Text by André Rottmann Edited by Honey Luard Designed by (Studio) Jonathan Hares 320 x 240 mm, hardback 72 pages, 28 colour illustrations ISBN 978-1-906072-71-1 Published by White Cube, 2012
Through photographs, films and sculpture, as well as interventions in the gallery space, Elad Lassry has developed a reputation for the wit and rigour of his investigations into how we perceive and conceive pictures.
In his first exhibition in Hong Kong, Lassry presented a varied body of work, including pictures, sculptures and a drawing, as well as perversely hybrid objects that radically question the distinction between these media. This book focuses on the photographic works that the artist selected to form the core of the installation.
For Lassry, the act of looking, whether at a unique artwork, human face or generic coffee cup, is always a picture-making process, an instant that combines a particular sensual experience haunted by the memory of countless images that transform that experience.

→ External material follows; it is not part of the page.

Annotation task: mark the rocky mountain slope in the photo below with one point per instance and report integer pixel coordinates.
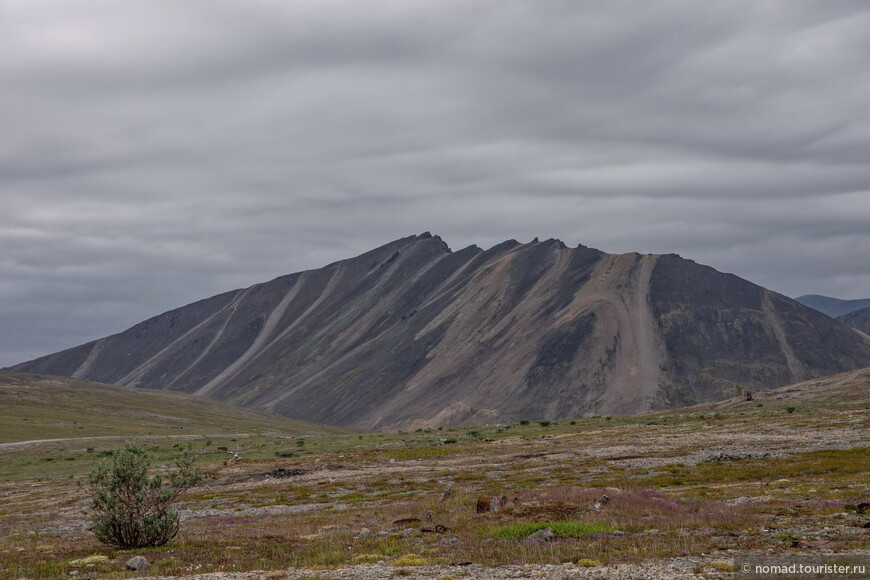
(412, 334)
(46, 408)
(833, 307)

The outcome is a group of striking standalone images, each characterised by a single colour range, which the art historian André Rottmann, in his essay ‘Staging Spectres, Framing Fragments’ published in the book, describes as work that ‘articulates the dialectic at the core of Elad Lassry’s oevre, attempting to combine a crucial recognition of the spectres haunting each image with the aesthetic possibility of capturing them within the material framework of tangible pictures.’
André Rottmann is an art historian and critic based in Berlin. He is a research fellow at the Department of Art History, Freie Universität Berlin, a frequent contributor to Artforum International and an advisory board member of Texte zur Kunst.